Conductor Yuri Temirkanov and violinist Julia Fisher had withdrawn as the originally scheduled guest artists for this concert. The BSO program read that Temirkanov “has cancelled all of his United States engagements for this period” and “Isabelle Faust was available at short notice to replace Julia Fisher, who has withdrawn for personal reasons.”
The heralding of the newcomers stood in contrast to news heard earlier in the day of the BSO’s having to forgo its tour of Italy and France next year due to the grim economic conditions that so much of the world continues to experience.
As for Mahler and the rest of us, music, thankfully, allows escape from weltlich Getümmel or “worldly tumult”. In her Boston debut, soprano Juliane Banse captured such sentiment in Mahler’s far-flying symphony. Taking her cue from the composer’s score she sang Life in Heaven “with childlike cheerful expression.”
Hers is a voice that really means something as it changes color, vibrato, strength and emotion, always maneuvering adroitly around text and melody. Banses’s tapestry-like red attire and openly generous smile previewed her “childlike” probe of Mahler’s own inimitable voice.
Unfortunately, Wigglesworth allowed the orchestra to overpower her voice up to the closing section where sublime singing and playing emerged. Strangely, the last note of the symphony, a very low sound written for the basses, was virtually inaudible.
Throughout a good part of the symphony an imbalance of orchestral sound loomed, brass over winds, winds over strings-and at certain instances, solo blasts seemed inspired by Heavy Metal decibel levels. Too often, Mahler’s keen multitasking passages were turned into faint blocks of sound.

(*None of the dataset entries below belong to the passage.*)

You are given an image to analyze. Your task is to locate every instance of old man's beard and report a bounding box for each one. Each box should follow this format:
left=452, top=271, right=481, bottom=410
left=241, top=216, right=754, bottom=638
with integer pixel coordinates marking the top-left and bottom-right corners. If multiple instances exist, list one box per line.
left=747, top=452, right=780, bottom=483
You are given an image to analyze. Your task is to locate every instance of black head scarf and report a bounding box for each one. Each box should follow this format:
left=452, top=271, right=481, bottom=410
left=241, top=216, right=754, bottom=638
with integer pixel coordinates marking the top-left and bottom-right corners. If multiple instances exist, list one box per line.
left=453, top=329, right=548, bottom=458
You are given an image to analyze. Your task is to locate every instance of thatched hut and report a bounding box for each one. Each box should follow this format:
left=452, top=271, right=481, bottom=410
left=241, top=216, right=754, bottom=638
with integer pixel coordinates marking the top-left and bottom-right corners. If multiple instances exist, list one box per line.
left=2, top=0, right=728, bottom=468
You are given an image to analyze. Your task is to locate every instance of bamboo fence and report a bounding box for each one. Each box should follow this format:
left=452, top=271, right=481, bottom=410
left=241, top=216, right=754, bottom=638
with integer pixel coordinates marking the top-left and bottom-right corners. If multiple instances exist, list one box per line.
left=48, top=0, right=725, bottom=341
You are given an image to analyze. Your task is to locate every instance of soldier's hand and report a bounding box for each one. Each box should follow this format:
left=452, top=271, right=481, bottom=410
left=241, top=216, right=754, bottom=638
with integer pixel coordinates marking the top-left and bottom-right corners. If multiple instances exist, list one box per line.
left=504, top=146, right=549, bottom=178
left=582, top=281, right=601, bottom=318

There were a good number of exceptions to this, however. In the second movement, Wigglesworth and the BSO caused layers of music to chatter at the same time, each musical line made clear, all the while putting across supple dance moves in the Viennese vein. “Pretty easygoing,” the general instruction Mahler etched in the opening movement, became “pretty serious going” in this uneven interpretation. Overall, those Mahlerian waves of emotion headed the music heavenward; but with too little poking fun, Mahler’s life in heaven became less than replete.
Violinist Isabelle Faust took us inside of Beethoven’s clearly contoured concerto. Hers is a firm, virtuosic sound that keeps the mind intrigued, the ear astonished and the heart content. Faust’s choice of cadenza for the first movement, a version of the one written by Beethoven that includes a tympani part, and her decision not to end the second movement with a cadenza but rather start up the third movement with several “false starts” lent still more veracity to her performance of this immense composition.
For both Faust and Banse, music of the 20th century has made its way significantly into their repertoire. To what degree, if any, has their experience with a newer music informed their visions of an older music, say that of Beethoven and Mahler, heard on this concert? Faust, Banse and Wigglesworth each brought something new to a Boston Symphony Orchestra concert. Programing the Beethoven concerto and Mahler symphony, together, also deserves a round of applause.